For detailed examples of integrating MoveIt 2 with Isaac Sim and ROS 2 control, see these official documentation resources:
Sorry rereading what I posted I am realizing I didn’t give all the detail. I am using a custom node to send positional information from Isaac Sim to the real (or simulated robot usign the ur_driver) UR16e then having Isaac Sim subscribe to the position information from the real (or simulated robot usign the ur_driver) UR16e so as the UR16e moves Isaac Sim will also mirror. Another thing with that driver is that I haven’t really found a way to have the real (or simulated robot usign the ur_driver) UR16e mirror the Isaac Sim UR16e without using a controller from ros2 control. The goal is something like if the digital robot in Isaac Sim hits a wall then the real robot will not move past that point but the Isaac Sim robot is subscribed to the position information from the real (or simulated robot using the ur_driver) UR16e. This is so we can do rapid prototyping using a digital twin set up so the operators can use the teach pendent and get practice that has more than just seeing that it hit the wall in a simulation. This is sorta the stepping stone that I am trying to setup for the next person down to line rather than having a completely helpful digital twin.

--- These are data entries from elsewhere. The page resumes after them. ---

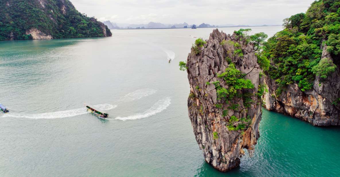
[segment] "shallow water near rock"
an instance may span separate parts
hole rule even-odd
[[[251,28],[270,36],[282,29]],[[0,115],[0,176],[340,175],[340,128],[265,110],[254,157],[226,173],[205,162],[178,62],[212,30],[0,42],[0,102],[11,111]],[[87,113],[84,102],[109,118]]]

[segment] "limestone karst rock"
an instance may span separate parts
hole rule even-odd
[[[188,111],[196,141],[206,161],[222,172],[239,165],[243,148],[252,156],[259,136],[261,101],[256,93],[263,78],[253,45],[242,38],[214,30],[206,44],[192,48],[187,61]],[[237,48],[242,55],[236,54]],[[237,90],[227,100],[217,92],[219,88],[230,91],[232,86],[218,76],[233,66],[254,87]]]

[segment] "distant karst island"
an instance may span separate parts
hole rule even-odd
[[[148,24],[130,24],[119,23],[111,22],[109,20],[105,21],[103,23],[110,29],[167,29],[171,28],[191,28],[196,29],[205,28],[217,28],[222,27],[249,27],[251,26],[268,26],[275,25],[264,25],[259,26],[251,26],[245,25],[234,25],[227,24],[222,25],[210,25],[203,23],[199,25],[189,25],[184,22],[182,23],[164,24],[159,22],[151,22]]]

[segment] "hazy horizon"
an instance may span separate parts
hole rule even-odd
[[[101,21],[117,23],[164,24],[184,22],[199,25],[228,24],[251,26],[280,25],[282,20],[305,12],[313,0],[178,1],[72,0],[77,9]],[[265,5],[263,5],[265,4]],[[94,8],[95,7],[96,8]]]

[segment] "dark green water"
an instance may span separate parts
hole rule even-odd
[[[226,173],[204,162],[178,63],[212,30],[0,42],[0,103],[11,111],[0,115],[0,176],[340,176],[340,129],[265,110],[254,157]],[[85,102],[110,118],[87,113]]]

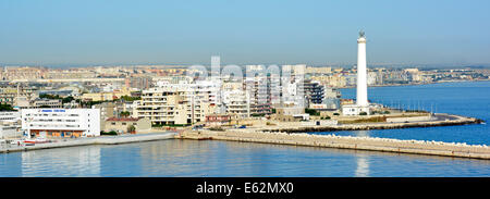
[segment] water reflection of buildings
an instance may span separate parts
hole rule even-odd
[[[100,176],[100,147],[22,152],[22,176]]]
[[[357,137],[370,137],[369,130],[357,130],[356,133]],[[369,159],[368,154],[365,153],[357,153],[356,154],[356,162],[357,162],[357,169],[355,176],[356,177],[368,177],[369,176]]]
[[[369,159],[367,154],[357,154],[355,177],[369,177]]]

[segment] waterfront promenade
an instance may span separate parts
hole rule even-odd
[[[225,132],[186,130],[177,135],[176,138],[324,147],[490,160],[490,148],[488,146],[450,144],[442,141],[311,135],[306,133],[261,133],[245,129],[230,129]]]
[[[478,119],[452,114],[436,114],[429,120],[421,121],[415,120],[403,122],[404,120],[405,119],[400,120],[401,122],[393,123],[380,122],[320,126],[302,126],[297,123],[278,123],[274,125],[228,128],[223,130],[188,129],[179,134],[176,138],[295,145],[490,160],[490,148],[485,145],[306,134],[307,132],[392,129],[482,123],[482,121]]]
[[[57,140],[56,142],[37,144],[34,146],[14,146],[3,145],[0,148],[0,153],[16,152],[27,150],[51,149],[62,147],[76,147],[87,145],[118,145],[138,141],[154,141],[163,139],[173,139],[176,133],[149,133],[138,135],[123,135],[123,136],[101,136],[93,138],[76,138],[66,140]]]

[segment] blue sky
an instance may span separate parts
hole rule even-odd
[[[0,0],[2,64],[490,63],[490,1]]]

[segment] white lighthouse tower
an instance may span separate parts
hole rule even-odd
[[[357,96],[355,104],[342,105],[344,115],[369,114],[369,102],[367,99],[367,72],[366,72],[366,37],[364,32],[359,33],[357,39]]]
[[[357,39],[357,97],[358,107],[368,107],[367,100],[367,72],[366,72],[366,37],[359,33]]]

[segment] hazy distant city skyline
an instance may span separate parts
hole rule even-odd
[[[490,63],[488,1],[1,1],[0,64]]]

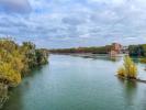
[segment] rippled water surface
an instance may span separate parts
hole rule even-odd
[[[115,77],[121,63],[50,55],[48,65],[11,90],[2,110],[146,110],[146,84]],[[137,65],[144,78],[145,65]]]

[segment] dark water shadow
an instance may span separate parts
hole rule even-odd
[[[137,82],[122,78],[119,78],[119,82],[123,87],[124,102],[127,105],[127,107],[134,106],[137,95]]]
[[[30,78],[35,77],[37,74],[41,74],[43,68],[49,64],[35,67],[23,79],[22,82],[15,88],[9,88],[9,100],[4,103],[3,108],[0,110],[24,110],[23,96],[30,89]]]

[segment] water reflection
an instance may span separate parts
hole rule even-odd
[[[123,87],[123,96],[127,107],[133,107],[137,95],[137,82],[119,78],[121,86]]]

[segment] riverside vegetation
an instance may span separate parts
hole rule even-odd
[[[123,66],[119,68],[117,75],[126,79],[136,79],[137,67],[130,56],[124,57]]]
[[[0,40],[0,108],[8,100],[8,89],[16,87],[22,77],[36,66],[46,64],[48,51],[37,50],[31,42],[18,45],[9,38]]]

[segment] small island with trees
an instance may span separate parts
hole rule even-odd
[[[16,87],[31,69],[47,63],[47,50],[36,48],[31,42],[19,45],[11,38],[0,38],[0,108],[9,98],[9,88]]]

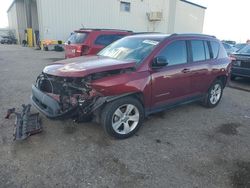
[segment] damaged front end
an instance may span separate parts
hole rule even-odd
[[[42,73],[32,85],[32,102],[49,118],[81,121],[103,105],[106,97],[91,88],[91,77],[58,77]]]

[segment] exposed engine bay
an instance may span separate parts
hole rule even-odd
[[[32,87],[32,100],[48,117],[73,117],[76,121],[82,121],[109,98],[93,89],[91,82],[127,71],[131,69],[94,73],[84,78],[42,73]]]

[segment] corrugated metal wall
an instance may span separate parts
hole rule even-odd
[[[22,40],[25,39],[25,29],[27,28],[24,0],[17,0],[15,4],[17,10],[18,33],[20,39],[19,42],[22,42]]]
[[[126,2],[131,3],[130,12],[120,11],[120,0],[37,0],[41,39],[66,40],[82,26],[167,32],[169,0]],[[150,11],[162,11],[163,20],[149,22]]]
[[[16,4],[13,4],[8,11],[8,22],[9,22],[9,29],[13,29],[16,31],[16,36],[18,36],[18,24],[17,24],[17,15],[16,15]]]

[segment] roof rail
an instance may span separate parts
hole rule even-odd
[[[200,34],[200,33],[174,33],[170,36],[176,36],[176,35],[181,35],[181,36],[201,36],[201,37],[212,37],[216,38],[216,36],[213,35],[206,35],[206,34]]]
[[[133,35],[140,35],[140,34],[164,34],[161,32],[134,32]]]
[[[125,31],[125,32],[133,32],[131,30],[124,29],[106,29],[106,28],[80,28],[79,30],[93,30],[93,31]]]

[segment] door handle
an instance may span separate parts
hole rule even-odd
[[[190,69],[183,69],[181,72],[182,73],[188,73],[188,72],[190,72]]]

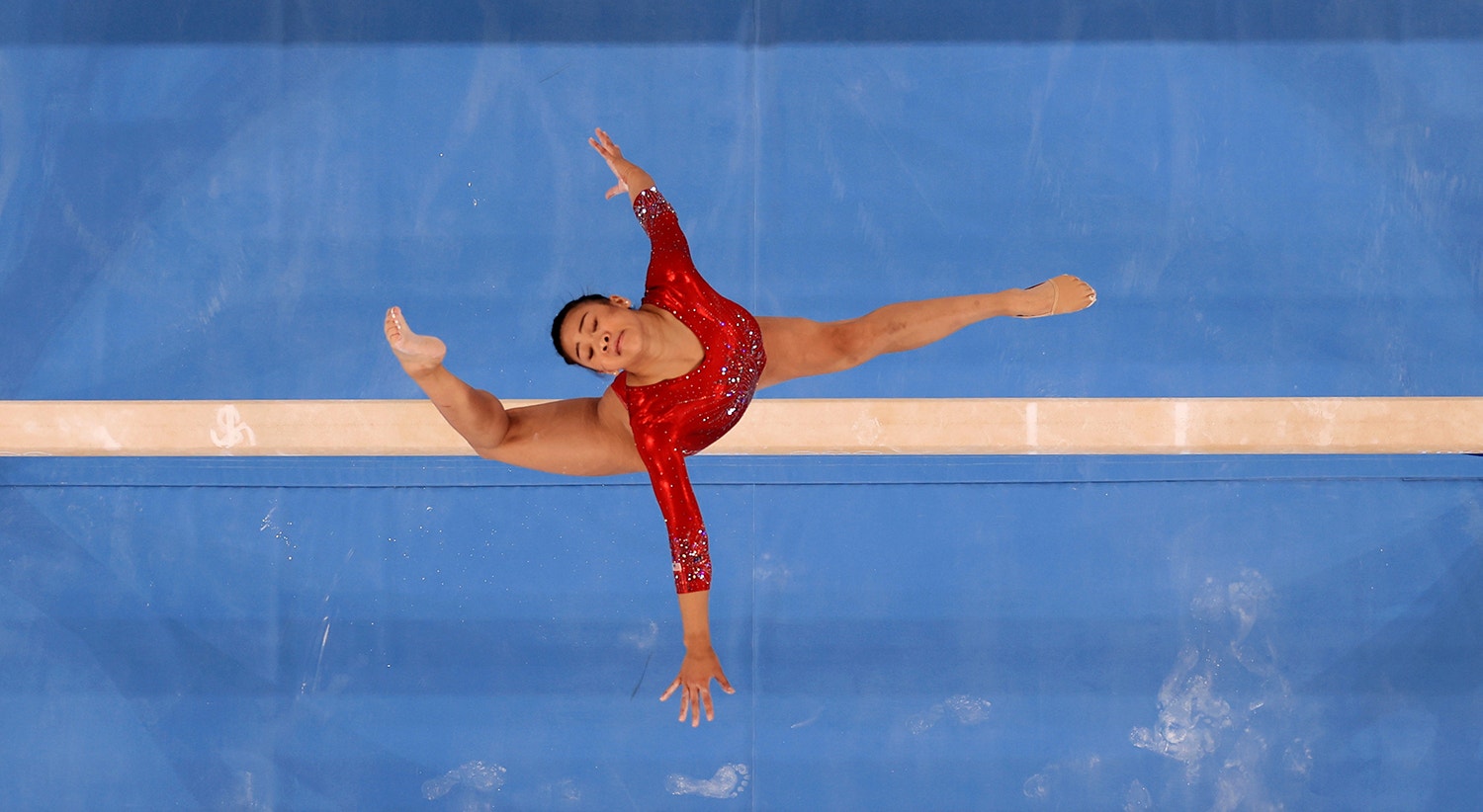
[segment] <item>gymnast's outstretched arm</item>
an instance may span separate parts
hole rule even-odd
[[[615,194],[629,193],[629,203],[633,203],[639,193],[654,185],[654,178],[650,178],[648,172],[644,172],[633,162],[623,157],[623,150],[608,138],[608,133],[602,132],[602,127],[596,129],[598,138],[589,138],[587,144],[602,156],[602,160],[608,162],[608,169],[618,179],[618,184],[608,190],[607,197],[611,200]]]
[[[644,470],[627,409],[612,391],[506,409],[500,399],[443,366],[446,345],[412,332],[393,307],[386,313],[392,353],[479,456],[553,474],[611,476]]]

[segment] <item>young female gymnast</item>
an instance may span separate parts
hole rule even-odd
[[[734,693],[710,646],[710,554],[685,456],[725,434],[752,394],[793,378],[839,372],[885,353],[915,350],[994,316],[1034,319],[1086,310],[1096,292],[1072,276],[1029,289],[899,302],[844,322],[756,317],[716,293],[696,271],[675,210],[647,172],[608,133],[589,138],[627,193],[651,253],[644,299],[583,296],[561,310],[552,341],[567,363],[614,375],[601,397],[506,409],[443,367],[446,347],[418,335],[400,308],[386,338],[402,369],[479,456],[575,476],[648,471],[669,528],[685,633],[679,720],[715,719],[710,680]]]

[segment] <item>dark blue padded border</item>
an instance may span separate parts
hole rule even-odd
[[[882,43],[1458,40],[1471,1],[19,0],[0,43]]]
[[[698,456],[697,485],[942,485],[1253,480],[1483,480],[1476,455],[1292,456]],[[489,487],[647,486],[644,476],[562,477],[475,458],[0,459],[4,486]]]

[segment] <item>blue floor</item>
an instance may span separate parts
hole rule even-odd
[[[1483,7],[22,1],[0,399],[507,397],[636,295],[612,132],[762,314],[1075,273],[771,397],[1483,394]],[[914,9],[906,12],[905,9]],[[1008,323],[1005,323],[1008,322]],[[205,430],[205,428],[203,428]],[[0,459],[9,809],[1468,809],[1483,458]]]

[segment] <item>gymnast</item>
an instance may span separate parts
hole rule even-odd
[[[752,317],[716,293],[690,259],[675,210],[647,172],[623,157],[602,129],[587,142],[608,163],[650,237],[644,299],[589,295],[552,323],[556,351],[612,384],[601,397],[506,409],[443,367],[445,344],[412,332],[402,310],[386,314],[386,339],[402,369],[479,456],[574,476],[648,471],[669,529],[675,590],[685,637],[679,720],[715,719],[710,682],[734,693],[710,646],[710,554],[685,471],[685,456],[725,434],[752,394],[793,378],[859,366],[915,350],[994,316],[1034,319],[1084,310],[1096,292],[1074,276],[1029,289],[899,302],[844,322]]]

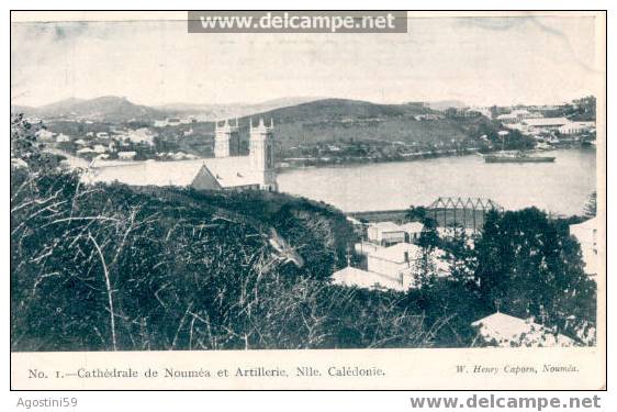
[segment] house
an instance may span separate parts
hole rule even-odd
[[[94,145],[93,149],[97,153],[105,153],[108,151],[108,147],[103,145]]]
[[[75,153],[77,153],[78,155],[86,155],[90,153],[97,153],[97,151],[94,151],[92,147],[82,147]]]
[[[340,270],[335,271],[332,275],[332,281],[334,285],[340,285],[346,287],[356,287],[362,289],[389,289],[396,291],[405,291],[410,289],[410,285],[405,281],[408,277],[393,278],[382,274],[377,274],[374,271],[368,271],[363,269],[358,269],[351,266],[347,266]]]
[[[565,118],[538,118],[538,119],[525,119],[523,121],[529,127],[541,129],[541,130],[558,130],[564,124],[570,123]]]
[[[133,143],[145,143],[150,146],[154,145],[154,137],[155,135],[147,127],[130,131],[123,135],[123,138],[127,138]]]
[[[369,271],[400,279],[403,274],[415,271],[415,265],[422,255],[422,247],[410,243],[397,243],[370,253],[367,257],[367,267]]]
[[[405,242],[405,231],[394,222],[371,223],[367,229],[367,236],[370,242],[380,245]]]
[[[52,140],[55,136],[55,133],[49,132],[48,130],[45,129],[41,129],[40,131],[37,131],[35,133],[36,137],[38,137],[42,141],[48,141]]]
[[[570,225],[570,235],[574,236],[581,245],[585,274],[595,279],[598,270],[597,261],[597,218],[583,223]]]
[[[133,160],[137,156],[137,152],[117,152],[117,158],[121,160]]]
[[[266,126],[260,120],[250,125],[250,153],[248,156],[231,156],[231,135],[236,126],[216,130],[215,158],[177,162],[136,162],[92,168],[85,177],[88,182],[120,181],[131,186],[178,186],[199,190],[277,190],[273,160],[272,122]],[[133,159],[135,152],[119,152],[121,159]],[[184,155],[183,155],[184,156]]]
[[[531,319],[520,319],[496,312],[471,324],[479,338],[497,347],[554,347],[574,346],[575,341],[557,334]]]
[[[424,224],[420,222],[408,222],[402,224],[401,229],[405,232],[405,242],[413,243],[419,238],[419,235],[424,230]]]
[[[559,127],[561,134],[579,134],[595,129],[595,122],[570,122]]]
[[[422,272],[424,252],[419,246],[399,243],[383,247],[372,243],[357,244],[367,255],[367,269],[347,266],[332,275],[335,285],[364,289],[390,289],[406,291],[417,287],[418,275]],[[449,265],[444,259],[442,250],[434,250],[429,255],[437,276],[448,276]]]
[[[60,133],[56,136],[56,143],[67,143],[70,142],[70,137],[64,133]]]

EDIT: Also I am making sure that then are using the same type of controller. But what I am more wondering is how to achieve the bidirectional mirroring while still having the ability to control? And is this even an achievable goal?
Your overall goal absolutely makes sense: using Isaac Sim as a digital twin for the UR16e, where Isaac Sim can both follow the real robot and also impose virtual constraints so the real robot stops when the simulated robot hits a wall is a valid and achievable use case.
The tricky part is how “bidirectional” you make the control. In practice you generally want one side to be the authority for motion commands at any given time, and the other side to be a follower, otherwise you can end up with control loops and conflicting commands. For example, if Isaac Sim is sending trajectories through ros2_control and the UR driver is also being commanded from something else (e.g. MoveIt or the teach pendant), they can both try to drive the same joints.
A more robust way to think about it is:
One direction as “command”: Isaac Sim (or an external planner that uses the sim) computes motion with collision checks and sends commands to the UR (e.g. via joint_trajectory_controller). If the simulated robot would collide or exceed a limit, you simply stop or clamp the command so the real robot never receives unsafe motion.
One direction as “feedback”: The real UR publishes joint states through the ur_driver, and Isaac Sim subscribes and mirrors those states so the twin tracks what the real robot actually did. This gives you the operator training and visualization you want without making the real robot a second independent controller.
You can still support workflows like “teach pendant training” by making the real robot the command source in that mode: the pendant moves the real UR, UR publishes joint states, and Isaac Sim just follows. In a separate “guided” or “safety‑enforced” mode, you flip roles and let Isaac Sim / your ROS 2 node be the command authority, with the UR only following those commands. The key is to avoid having two active position controllers on the same joints at the same time; instead, define clear modes and master–follower roles.